The protagonist of Idra Novey’s debut novel, Ways to Disappear, is a translator of Brazilian literature named Emma, who lives in Pittsburgh with her rather boring boyfriend. When Beatriz Yagoda — the author Emma has spent her career translating — disappears, Emma takes the next flight to Brazil to search for the missing novelist and contend with loan sharks, washed-up literary agents, and the unfinished draft of Beatriz’s latest book. The novel’s vivid images and surreal plots were drawn in part from Novey’s experiences in Brazil — she once was trapped in a hotel there for several days during a monsoon.
Novey, a lecturer in creative writing at Princeton since 2013, is a translator of Spanish and Portuguese and the author of two books of poetry, including Exit, Civilian, which was a National Poetry Series winner. She teaches translation, which she says is “a great way to learn how to write. You don’t have to come up with the plot or the material. You’re thinking about questions of register and tone and rhythm and cadence. All you’re focusing on is style.”
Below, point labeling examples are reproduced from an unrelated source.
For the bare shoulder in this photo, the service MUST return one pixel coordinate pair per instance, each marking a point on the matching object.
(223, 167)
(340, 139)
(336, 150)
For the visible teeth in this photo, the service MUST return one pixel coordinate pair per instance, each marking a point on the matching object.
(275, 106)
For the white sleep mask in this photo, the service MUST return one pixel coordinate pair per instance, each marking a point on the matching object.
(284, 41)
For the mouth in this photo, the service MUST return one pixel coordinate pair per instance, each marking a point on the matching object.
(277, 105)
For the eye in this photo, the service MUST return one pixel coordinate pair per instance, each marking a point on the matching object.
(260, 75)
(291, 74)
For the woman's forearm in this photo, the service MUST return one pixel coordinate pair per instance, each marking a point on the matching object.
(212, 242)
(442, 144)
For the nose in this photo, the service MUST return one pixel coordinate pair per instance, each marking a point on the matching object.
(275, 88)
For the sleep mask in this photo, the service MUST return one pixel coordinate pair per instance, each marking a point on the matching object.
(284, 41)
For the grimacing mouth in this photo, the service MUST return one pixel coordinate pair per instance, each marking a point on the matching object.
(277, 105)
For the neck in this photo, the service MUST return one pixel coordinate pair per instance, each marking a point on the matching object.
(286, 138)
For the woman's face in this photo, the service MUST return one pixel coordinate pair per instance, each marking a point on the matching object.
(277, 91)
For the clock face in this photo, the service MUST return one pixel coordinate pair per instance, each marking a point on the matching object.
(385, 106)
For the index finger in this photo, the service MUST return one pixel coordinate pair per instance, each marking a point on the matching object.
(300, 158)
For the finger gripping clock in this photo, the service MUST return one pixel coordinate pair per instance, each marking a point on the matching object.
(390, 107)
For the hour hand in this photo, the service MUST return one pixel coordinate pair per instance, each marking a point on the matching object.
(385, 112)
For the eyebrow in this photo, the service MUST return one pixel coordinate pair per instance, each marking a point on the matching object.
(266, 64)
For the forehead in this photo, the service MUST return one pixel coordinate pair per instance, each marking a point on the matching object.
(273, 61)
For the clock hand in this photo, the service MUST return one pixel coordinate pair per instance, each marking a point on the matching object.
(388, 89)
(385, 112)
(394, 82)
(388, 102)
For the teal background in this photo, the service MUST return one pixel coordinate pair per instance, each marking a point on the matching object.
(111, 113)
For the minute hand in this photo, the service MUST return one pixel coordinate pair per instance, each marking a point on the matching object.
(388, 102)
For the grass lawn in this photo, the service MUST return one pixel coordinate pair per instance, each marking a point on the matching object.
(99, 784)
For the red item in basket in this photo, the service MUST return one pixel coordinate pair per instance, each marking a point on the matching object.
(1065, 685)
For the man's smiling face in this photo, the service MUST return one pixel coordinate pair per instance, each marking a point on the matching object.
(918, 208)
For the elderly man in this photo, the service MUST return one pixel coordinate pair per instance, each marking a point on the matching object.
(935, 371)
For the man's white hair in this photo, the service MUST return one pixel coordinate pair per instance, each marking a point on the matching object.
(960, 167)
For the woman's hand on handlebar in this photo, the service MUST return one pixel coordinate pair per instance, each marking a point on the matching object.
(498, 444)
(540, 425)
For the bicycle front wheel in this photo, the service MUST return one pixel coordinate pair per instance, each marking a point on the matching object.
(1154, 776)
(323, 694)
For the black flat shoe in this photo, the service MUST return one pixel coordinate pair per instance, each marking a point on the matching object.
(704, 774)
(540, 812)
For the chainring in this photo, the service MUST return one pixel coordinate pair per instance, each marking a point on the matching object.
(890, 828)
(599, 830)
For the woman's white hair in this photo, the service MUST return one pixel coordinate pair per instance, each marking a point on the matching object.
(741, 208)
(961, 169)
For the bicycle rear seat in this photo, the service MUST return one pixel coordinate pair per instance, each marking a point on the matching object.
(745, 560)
Novey spoke with PAW about the art of translation, loan sharks, and surviving a monsoon.
The novel deals with the art of translating and Emma’s complicated relationship to her author. How much do these relationships draw on your own experience?
I translated a novel by a Brazilian writer Clarice Lispector, who died long before I translated her, which meant I couldn’t ask her any of the questions I had about her work. As a result, she became a kind of phantom voice in my head.
Emma keeps remembering and retelling Beatriz’s stories, which have these vivid images and surreal plots. Where do those images come from?
Those stories came to me like storm fronts. I never knew when they were going to arrive or how long they would last. I just kept my notebook nearby the way one tucks an umbrella into a bag.
How did you research the novel?
I know Brazil fairly well from having lived there and translated a number of Brazilian authors. I developed the scenes from my own memories — street food I tasted there, alleys I got lost in. In the book, a monsoon leaves two characters trapped for days in their hotel — that happened to me.
You alternate between different characters’ points of view. Which of these was the most fun?
It was the loan shark, Flamenguinho. I pictured him as the kind of ridiculous villain one might come across in a Brazilian movie from the Coen brothers, a villain who is threatening but also entertaining and absurd.
Does your translation work affect your writing?
The translation feeds my writing and my writing is fed by my translation. It’s a kind of creative symbiosis. I tell my translation students that learning to translate will make them more innovative stylists in their own writing. In a translation, you don’t have to come up with the plot or the material. You’re thinking about questions of register and tone and rhythm and cadence. All you’re focusing on is style.